Matt (right, in green) and I (center in maroon) as we deplaned in Johannesburg. Obviously we were feeling pretty good to be back on the ground and walking around.

Now there is just one more short flight until we're in Gaborone, Botswana. The biggest challenge at the moment is trying to find a way to be sure that our 7 boxes worth of bike shop supplies actually make the connection to the prop plane we'll be taking.

We will meet Bones at his bike shop, Jonmol, immediately when we get into town tonight. As someone who has worked in five bicycle stores spanning my entire adult life, I'm anxious to see the space in person, to walk around it, breath it in, and feel what our first Sister Shop in Africa is like in the flesh. I'll be sure to post pictures both here and en masse at the Mike's Bikes Flickr page.

So, how do we pass this bit of layover time? Working, apparently

En Route! Five Hours Down, Fifteen to Go.

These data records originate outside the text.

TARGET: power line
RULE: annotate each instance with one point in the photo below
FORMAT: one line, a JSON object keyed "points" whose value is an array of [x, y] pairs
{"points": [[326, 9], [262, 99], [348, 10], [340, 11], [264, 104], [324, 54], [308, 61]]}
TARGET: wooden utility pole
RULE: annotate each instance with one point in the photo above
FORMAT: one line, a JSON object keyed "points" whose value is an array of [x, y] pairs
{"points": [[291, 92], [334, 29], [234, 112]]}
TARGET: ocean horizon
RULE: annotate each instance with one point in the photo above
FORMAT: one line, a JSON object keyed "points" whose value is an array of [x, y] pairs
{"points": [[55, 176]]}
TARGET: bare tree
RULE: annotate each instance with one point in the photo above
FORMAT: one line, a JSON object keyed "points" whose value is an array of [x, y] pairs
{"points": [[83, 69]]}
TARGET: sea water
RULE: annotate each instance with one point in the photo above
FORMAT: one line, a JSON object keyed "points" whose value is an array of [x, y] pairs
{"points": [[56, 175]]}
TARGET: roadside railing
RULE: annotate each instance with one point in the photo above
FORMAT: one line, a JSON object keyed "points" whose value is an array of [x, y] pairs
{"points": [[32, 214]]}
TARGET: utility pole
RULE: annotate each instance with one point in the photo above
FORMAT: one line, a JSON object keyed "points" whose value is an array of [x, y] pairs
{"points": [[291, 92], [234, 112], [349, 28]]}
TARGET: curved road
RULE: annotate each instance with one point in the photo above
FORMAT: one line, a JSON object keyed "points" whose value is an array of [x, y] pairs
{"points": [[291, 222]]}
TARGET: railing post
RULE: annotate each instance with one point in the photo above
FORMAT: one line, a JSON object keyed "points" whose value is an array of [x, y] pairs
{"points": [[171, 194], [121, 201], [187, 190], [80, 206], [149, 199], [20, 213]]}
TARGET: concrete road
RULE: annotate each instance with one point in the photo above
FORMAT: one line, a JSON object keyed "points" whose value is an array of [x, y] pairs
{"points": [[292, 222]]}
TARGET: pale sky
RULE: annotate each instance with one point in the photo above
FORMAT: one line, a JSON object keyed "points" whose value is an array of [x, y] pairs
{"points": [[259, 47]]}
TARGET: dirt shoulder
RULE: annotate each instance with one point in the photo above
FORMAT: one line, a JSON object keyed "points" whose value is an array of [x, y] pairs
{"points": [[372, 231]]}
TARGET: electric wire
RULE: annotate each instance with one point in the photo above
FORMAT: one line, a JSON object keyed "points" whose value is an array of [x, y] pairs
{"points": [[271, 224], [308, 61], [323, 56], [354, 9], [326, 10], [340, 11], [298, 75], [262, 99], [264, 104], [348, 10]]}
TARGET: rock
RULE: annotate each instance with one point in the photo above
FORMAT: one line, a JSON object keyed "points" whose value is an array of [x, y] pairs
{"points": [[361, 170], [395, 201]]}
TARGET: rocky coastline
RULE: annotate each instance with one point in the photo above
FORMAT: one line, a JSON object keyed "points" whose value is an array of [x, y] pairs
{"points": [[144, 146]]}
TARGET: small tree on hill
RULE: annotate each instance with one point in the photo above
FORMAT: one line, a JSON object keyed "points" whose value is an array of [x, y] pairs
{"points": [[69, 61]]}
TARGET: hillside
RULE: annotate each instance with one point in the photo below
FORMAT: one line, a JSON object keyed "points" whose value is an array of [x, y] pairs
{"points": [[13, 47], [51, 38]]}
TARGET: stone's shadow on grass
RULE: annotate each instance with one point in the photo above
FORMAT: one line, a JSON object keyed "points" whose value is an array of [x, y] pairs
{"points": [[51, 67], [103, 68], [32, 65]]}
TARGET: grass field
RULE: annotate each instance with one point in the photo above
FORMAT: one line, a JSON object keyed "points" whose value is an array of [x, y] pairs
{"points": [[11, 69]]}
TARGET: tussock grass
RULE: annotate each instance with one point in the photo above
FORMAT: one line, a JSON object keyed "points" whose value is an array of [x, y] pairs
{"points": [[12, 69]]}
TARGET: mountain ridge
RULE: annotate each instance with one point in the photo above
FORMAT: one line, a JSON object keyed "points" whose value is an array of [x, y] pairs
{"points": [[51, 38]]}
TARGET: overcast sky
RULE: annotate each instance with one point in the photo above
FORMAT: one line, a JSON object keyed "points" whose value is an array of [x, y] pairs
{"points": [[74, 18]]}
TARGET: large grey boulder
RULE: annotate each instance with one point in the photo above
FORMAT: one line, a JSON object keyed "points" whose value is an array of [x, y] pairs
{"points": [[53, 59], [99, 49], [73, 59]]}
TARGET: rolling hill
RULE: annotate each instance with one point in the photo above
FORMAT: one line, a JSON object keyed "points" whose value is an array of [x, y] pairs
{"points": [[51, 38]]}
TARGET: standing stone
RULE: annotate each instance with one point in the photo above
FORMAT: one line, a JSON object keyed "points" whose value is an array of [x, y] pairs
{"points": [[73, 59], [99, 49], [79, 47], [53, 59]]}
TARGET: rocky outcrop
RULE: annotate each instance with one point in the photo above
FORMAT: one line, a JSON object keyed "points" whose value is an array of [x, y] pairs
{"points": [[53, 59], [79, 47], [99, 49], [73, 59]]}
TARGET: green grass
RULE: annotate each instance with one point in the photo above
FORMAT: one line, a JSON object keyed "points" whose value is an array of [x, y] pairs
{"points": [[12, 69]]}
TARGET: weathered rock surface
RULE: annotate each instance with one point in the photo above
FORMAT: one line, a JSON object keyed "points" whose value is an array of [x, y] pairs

We're having coffee at JFK International Airport in New York City after a red-eye flight last night from San Francisco. And your author, who is not much good at sleeping on planes, has definitely made this red-eye live up to its name.
Our flight to Johannesburg, South Africa leaves in a couple of hours and is a whopping fifteen hours long. Yep. Fifteen hours. Possibly longer, depending on winds apparently.
Ken and Matt have been through this, but I've never been on an airplane anywhere near that long. I'd better learn to how to sleep on planes real quick, or I won't be much good to anyone once we get to Africa.
The final leg of our journey to Botswana will involve a short connecting flight from Johannesburg to Gaborone, where we'll need to move quick to help Bones with his shop as we only have two days on the ground there before we head to Namibia.
And the whirlwind has begun, now time for more coffee. . .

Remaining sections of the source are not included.